Mugabe a hero turned an apologetic dictator

The states of Africa have been lurch with political mayhem in its quest to unbridle the cord of colonialism. The crux of African’s problem ab initio has been inherent and embedded in leadership. The late 1900’s which can be described as a golden age in the history of Africa witnessed an upsurge in the fight to gain freedom from the subtle ploy weaved in the mastery hands of the white supremacist, branded colonialism and discharged through indirect rule and assimilation. A scheme designed to place a mental siege, to alienate self rule and to encourage and perpetrate various despicable acts against humanity. Prior to this golden era Africa was scrambled and shared in Berlin conference of 1878. All the geographical regions of Africa were flooded with European super powers with economic exploitation and cultural erosion been the other of the day.
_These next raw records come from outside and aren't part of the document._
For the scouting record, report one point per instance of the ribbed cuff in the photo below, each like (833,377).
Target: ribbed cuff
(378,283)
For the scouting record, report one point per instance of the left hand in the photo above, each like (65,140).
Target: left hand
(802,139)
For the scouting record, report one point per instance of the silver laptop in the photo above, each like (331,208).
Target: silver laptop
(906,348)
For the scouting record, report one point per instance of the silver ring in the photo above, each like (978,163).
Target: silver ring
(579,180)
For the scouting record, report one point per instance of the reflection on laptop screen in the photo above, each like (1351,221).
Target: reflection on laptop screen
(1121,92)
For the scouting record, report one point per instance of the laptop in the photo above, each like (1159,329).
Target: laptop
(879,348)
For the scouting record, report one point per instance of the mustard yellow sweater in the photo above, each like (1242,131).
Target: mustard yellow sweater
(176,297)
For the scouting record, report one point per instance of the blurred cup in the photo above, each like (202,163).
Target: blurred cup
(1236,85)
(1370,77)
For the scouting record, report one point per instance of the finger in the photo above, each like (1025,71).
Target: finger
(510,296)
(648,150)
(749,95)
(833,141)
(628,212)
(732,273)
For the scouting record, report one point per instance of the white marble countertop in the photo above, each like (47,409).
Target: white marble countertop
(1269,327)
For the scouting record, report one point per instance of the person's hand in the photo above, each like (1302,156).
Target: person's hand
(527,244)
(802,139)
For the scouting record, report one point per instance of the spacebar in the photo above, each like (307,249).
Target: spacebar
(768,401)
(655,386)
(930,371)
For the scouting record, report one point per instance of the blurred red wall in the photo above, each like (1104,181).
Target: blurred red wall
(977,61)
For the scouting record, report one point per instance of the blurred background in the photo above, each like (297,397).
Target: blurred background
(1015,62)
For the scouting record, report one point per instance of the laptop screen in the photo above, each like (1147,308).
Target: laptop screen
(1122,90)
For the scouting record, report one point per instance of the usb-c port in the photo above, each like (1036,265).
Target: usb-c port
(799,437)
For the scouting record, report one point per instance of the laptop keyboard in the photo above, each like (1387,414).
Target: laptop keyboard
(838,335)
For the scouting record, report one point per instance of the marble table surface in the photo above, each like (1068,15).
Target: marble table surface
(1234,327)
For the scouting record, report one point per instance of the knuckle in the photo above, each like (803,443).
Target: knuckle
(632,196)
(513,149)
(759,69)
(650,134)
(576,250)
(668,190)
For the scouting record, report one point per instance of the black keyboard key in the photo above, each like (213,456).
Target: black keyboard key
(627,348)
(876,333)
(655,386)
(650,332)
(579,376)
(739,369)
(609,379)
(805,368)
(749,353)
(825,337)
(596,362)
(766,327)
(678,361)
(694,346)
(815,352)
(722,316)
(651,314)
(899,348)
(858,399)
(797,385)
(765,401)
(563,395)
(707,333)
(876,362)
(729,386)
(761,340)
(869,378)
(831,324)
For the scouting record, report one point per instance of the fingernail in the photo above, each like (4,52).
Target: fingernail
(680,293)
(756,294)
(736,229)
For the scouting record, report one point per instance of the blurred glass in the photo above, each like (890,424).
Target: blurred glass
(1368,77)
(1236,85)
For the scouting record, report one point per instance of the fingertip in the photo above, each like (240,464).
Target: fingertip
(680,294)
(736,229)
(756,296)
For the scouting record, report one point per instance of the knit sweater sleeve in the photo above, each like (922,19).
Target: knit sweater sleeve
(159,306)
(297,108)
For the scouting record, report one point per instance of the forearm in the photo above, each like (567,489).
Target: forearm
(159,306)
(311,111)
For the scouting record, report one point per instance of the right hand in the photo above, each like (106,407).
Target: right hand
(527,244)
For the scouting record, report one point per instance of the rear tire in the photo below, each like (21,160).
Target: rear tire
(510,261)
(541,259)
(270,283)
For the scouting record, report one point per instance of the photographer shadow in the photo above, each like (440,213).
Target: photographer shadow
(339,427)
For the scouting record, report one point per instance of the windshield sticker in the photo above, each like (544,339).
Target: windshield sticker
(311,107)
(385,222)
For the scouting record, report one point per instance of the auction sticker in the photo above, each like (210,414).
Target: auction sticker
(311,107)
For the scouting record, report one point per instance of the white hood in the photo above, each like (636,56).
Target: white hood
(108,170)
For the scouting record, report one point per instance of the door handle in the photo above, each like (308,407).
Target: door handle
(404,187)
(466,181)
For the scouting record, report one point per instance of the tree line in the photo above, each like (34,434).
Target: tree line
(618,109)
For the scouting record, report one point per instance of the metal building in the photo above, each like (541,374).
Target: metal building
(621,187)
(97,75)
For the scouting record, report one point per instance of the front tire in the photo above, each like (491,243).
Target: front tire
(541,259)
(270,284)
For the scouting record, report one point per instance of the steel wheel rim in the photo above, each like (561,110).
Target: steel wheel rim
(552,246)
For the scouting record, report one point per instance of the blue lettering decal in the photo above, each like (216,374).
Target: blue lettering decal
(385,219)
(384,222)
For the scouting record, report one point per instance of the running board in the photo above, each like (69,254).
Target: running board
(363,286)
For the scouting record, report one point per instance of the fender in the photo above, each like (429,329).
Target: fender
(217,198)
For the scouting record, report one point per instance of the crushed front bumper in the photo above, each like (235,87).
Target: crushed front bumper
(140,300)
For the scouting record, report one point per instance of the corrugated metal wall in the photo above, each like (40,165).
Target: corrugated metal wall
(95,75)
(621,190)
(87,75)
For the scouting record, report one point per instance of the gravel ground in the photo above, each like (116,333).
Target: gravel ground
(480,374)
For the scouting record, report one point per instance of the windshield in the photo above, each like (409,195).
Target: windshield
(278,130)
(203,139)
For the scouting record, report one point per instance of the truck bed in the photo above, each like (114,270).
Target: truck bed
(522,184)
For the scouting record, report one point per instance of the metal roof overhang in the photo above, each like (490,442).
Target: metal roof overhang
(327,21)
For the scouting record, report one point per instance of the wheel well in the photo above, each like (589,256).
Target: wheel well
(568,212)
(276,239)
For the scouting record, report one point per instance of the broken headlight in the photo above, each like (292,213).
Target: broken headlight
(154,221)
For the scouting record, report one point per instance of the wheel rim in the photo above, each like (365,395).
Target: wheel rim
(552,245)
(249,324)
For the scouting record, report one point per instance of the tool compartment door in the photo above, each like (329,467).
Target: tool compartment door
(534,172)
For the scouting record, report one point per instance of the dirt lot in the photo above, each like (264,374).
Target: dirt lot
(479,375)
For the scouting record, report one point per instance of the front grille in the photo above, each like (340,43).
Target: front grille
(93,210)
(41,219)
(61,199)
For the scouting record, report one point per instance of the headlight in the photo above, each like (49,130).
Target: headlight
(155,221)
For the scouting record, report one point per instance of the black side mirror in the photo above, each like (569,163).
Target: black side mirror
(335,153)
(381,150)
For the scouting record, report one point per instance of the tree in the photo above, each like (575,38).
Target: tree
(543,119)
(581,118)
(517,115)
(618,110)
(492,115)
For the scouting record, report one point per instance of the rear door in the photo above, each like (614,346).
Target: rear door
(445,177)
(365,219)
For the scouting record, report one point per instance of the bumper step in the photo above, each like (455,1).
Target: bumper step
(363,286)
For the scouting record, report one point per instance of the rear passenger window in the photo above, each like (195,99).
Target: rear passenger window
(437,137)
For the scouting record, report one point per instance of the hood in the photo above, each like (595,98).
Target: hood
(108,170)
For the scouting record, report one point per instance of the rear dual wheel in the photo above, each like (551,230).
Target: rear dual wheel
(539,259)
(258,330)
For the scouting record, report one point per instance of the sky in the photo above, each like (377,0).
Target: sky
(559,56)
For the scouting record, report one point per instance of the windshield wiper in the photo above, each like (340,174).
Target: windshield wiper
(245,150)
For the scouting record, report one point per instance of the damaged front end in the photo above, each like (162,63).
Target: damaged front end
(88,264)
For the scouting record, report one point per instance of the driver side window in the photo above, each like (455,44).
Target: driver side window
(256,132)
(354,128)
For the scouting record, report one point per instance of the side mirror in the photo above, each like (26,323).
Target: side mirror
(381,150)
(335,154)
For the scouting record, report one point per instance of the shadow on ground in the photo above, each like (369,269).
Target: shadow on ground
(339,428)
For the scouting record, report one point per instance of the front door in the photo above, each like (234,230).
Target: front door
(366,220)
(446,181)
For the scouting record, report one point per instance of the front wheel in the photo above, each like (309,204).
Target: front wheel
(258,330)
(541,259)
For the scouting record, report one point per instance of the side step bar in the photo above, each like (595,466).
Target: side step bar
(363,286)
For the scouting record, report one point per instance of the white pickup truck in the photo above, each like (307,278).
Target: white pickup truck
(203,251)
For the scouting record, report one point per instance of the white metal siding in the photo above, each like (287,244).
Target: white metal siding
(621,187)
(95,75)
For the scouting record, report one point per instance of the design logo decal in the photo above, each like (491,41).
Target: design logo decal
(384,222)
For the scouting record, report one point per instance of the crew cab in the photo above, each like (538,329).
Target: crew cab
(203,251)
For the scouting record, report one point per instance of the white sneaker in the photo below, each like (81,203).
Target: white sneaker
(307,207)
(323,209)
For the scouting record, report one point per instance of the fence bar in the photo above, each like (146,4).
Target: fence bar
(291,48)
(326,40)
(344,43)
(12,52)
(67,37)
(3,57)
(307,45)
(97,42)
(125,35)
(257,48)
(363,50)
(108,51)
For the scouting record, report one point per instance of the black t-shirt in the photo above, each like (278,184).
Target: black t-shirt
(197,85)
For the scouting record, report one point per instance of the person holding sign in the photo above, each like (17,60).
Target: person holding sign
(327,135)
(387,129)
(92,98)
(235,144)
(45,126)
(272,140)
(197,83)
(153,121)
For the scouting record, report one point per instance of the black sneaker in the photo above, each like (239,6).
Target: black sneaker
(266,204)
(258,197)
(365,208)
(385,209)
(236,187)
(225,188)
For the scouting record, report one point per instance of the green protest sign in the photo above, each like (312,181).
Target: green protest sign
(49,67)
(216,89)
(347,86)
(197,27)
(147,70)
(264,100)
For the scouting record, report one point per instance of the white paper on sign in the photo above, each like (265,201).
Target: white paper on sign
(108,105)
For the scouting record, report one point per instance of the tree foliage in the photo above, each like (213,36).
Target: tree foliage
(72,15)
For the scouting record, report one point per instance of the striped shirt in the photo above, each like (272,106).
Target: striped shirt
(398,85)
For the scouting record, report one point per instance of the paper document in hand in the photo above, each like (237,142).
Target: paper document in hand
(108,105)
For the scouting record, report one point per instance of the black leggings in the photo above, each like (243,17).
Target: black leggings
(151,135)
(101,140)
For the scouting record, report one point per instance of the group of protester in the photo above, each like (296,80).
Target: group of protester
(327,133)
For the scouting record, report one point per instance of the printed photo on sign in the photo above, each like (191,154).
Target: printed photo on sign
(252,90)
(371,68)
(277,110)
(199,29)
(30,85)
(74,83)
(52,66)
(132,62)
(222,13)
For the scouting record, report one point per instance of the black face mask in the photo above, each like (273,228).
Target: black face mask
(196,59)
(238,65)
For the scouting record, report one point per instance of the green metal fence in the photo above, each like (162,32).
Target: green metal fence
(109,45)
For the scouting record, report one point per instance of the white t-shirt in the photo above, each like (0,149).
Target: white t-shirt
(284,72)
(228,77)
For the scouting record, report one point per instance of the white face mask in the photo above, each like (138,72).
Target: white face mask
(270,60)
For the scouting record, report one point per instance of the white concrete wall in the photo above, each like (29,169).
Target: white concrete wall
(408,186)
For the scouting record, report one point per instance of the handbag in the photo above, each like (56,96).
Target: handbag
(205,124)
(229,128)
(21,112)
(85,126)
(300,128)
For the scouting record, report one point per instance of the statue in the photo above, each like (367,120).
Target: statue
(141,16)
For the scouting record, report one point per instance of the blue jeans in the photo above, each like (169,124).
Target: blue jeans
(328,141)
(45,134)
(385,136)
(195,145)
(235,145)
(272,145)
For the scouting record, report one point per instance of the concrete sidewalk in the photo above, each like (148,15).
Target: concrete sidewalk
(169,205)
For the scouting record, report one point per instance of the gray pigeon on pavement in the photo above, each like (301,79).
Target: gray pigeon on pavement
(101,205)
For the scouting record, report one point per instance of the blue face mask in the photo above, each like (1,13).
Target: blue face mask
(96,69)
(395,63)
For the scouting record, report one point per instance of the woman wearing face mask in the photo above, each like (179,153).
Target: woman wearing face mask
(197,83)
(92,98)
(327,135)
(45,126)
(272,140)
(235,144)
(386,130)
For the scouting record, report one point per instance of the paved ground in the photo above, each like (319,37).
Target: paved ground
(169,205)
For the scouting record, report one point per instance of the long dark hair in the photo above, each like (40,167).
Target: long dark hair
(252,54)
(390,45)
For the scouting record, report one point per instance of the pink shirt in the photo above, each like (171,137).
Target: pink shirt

Many African nationalist like Zik of Africa, Kwame Nkrumah of Ghana, Julius Nyerere of Tanzania—been worthy ambassadors of Africa, waged an intellectual war against these anomalies. It has been a subject of discourse among historians and other intellectuals to the extent to wish their struggle was effective against this highly dreaded hydra. The southern Rhodesia which comprises of South Africa and Zimbabwe, were not in any way different from what was obtained in all other parts of the continent. In South Africa Nelson Mandela fought intrepidly, at the price of 27 years imprisonment crowned with emotional and mental torture. In Zimbabwe, Robert Gabriel Mugabe described as been revolutionary and charismatic led them to independence. Truly Mugabe has booked his place in history, and would forever be remembered for achieving such feat. It won’t be shocking and intriguing to call him a hero.
Renowned writer Chinua Achebe rightly said “things fall apart and the center cannot hold.” He bemoaned African leaders as the lynchpin that undermines the political and economic power of African States, marauding its resources in the course of self gratification. The golden era envisaged by many to propel a radical change that will usher in advancement both in human and capital development became a mere illusion, political wailing and a ploy to further personal gratification. This golden era have with time lost its lustre and have cast a disparaging image on African leaders. It indeed reflected the selfish and visionless qualities of African leaders, which has so far earned ludicrous remark to mother Africa. This has raised a question about how ready and prepared African states were whilst agitating for freedom.
The failure of African leaders has shown it face in various screen, ranging from sit-tight syndrome, embezzlement of public fund, nepotism to name but a few. Mugabe is not an exception to these travails which has overwhelmed the continent of Africa. Since Zimbabwe gained her independence in 18th April 1980 Mugabe has been the only president the country has ever had. Wrong economic policies has plunged the country into deep economic crises resulting in high inflation rate and expected inflationary spiral, a hostile environment for investors and over 90 percent unemployment rate. In spite of the deteriorating economic conditions, which is characterized by economic stagnation and dumping of the national currency; coupled with the natural effects of aging a once revered leader never thought of the good of the Zimbabweans. While I was watching the swearing in of the new president Emmerson Mnangagwa , I could see the relief and joy in face of Zimbabweans, that could be likened to that of a bird that has just escaped captivity. Finally a hero was ousted out, rather than honorably relinquishing his position to capable hands. Although Mugabe belongs to history the ending episodes of his life, will certainly mar his role as an elder statesmanship. Achieving good governance by African leaders’ seems more apparent than real.